For human beings to intervene in any way with the laws of the universe is to upset the intricate balance of yin and yang.
Therefore, it is not surprising that the Chinese government in the twentieth century tried to stamp out Taoism because it reinforced laziness, noninvolvement, and apathy—problems that a communist regime is faced with anyway, without having a religion to reinforce such ideals.
In many ways, the inactivity and passivity of Taoist thought is comparable to the ideals of the Buddhist quest for nirvana through the cultivation of the Middle path, and indeed “Buddhism found no difficulty in adapting it to its own way of life and thought.”
Both religions have been labeled as atheistic in that in their original forms they were philosophies that proffered no particular deities. Taoism became a religion rapidly during the Han dynasty, however, when Lao-tse himself became venerated as a deity.
The basic worldview of Taoism stands in contrast with the worldview of traditional Christianity. The latter makes bold claim to the fact that God is “Father Almighty, maker of heaven and earth” (Apostles’ Creed, Appendix 1).

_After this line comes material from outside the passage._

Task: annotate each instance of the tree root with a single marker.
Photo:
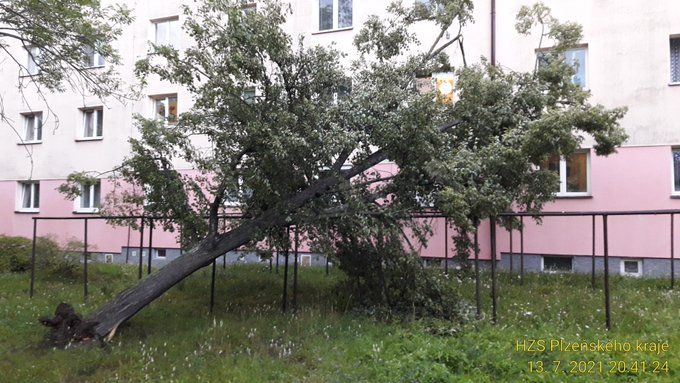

Moreover, Christianity maintains that far from being an impersonal force, God is personal in Jesus Christ. In addition, Jesus did not merely philosophize about virtuous living; he claimed to be the “only-begotten Son of God” (Nicene Creed, Appendix 1).
In that all of the human race has fallen into sin and active rebellion against the living God, Christianity places central focus on the person and work of Jesus Christ to atone for such sin by dying on a cross, shedding his blood, and subsequently being raised up by God, thereby assuring the forgiveness of sins and eternal life to all who are penitent.
While it is true that both Christianity and Taoism reject such vices as hedonism and materialism, the latter seeks to overcome them through inactivity (wu-wei).
While the former insists on the necessity of activity— God’s activity to forgive for the sake of Jesus Christ and our activity as sinners (e.g., hedonism and materialism) to repent of sin and receive the forgiveness offered through Christ.
In 440 A.D., Taoism became an official cult of the state. It is interesting to note that only one century earlier Christianity was recognized as the “official” religion of the Roman Empire.
The basic motifs of Taoist philosophy are found in the many Eastern cults that have migrated to the West. Taoism itself, however, is practiced chiefly on the island of Taiwan, where its greatest concentration of devotees reside.
This concludes the eight Ancient Cults that I know of. Today there are hundreds and hundreds of cults, but they all more-or-less are built from other.
For example, even the Catholic religion came from Christianity. The Catholics altered the meaning of “faith”, assuming that faith is faith, rather than clinging to the faith of God as HE demands it:
But WITHOUT faith it is IMPOSSIBLE to please Him: for he that cometh go God MUST BELIEVE that HE is, and He is a rewarder of them that DILIGENTLY SEEK HIM (Heb 11:6).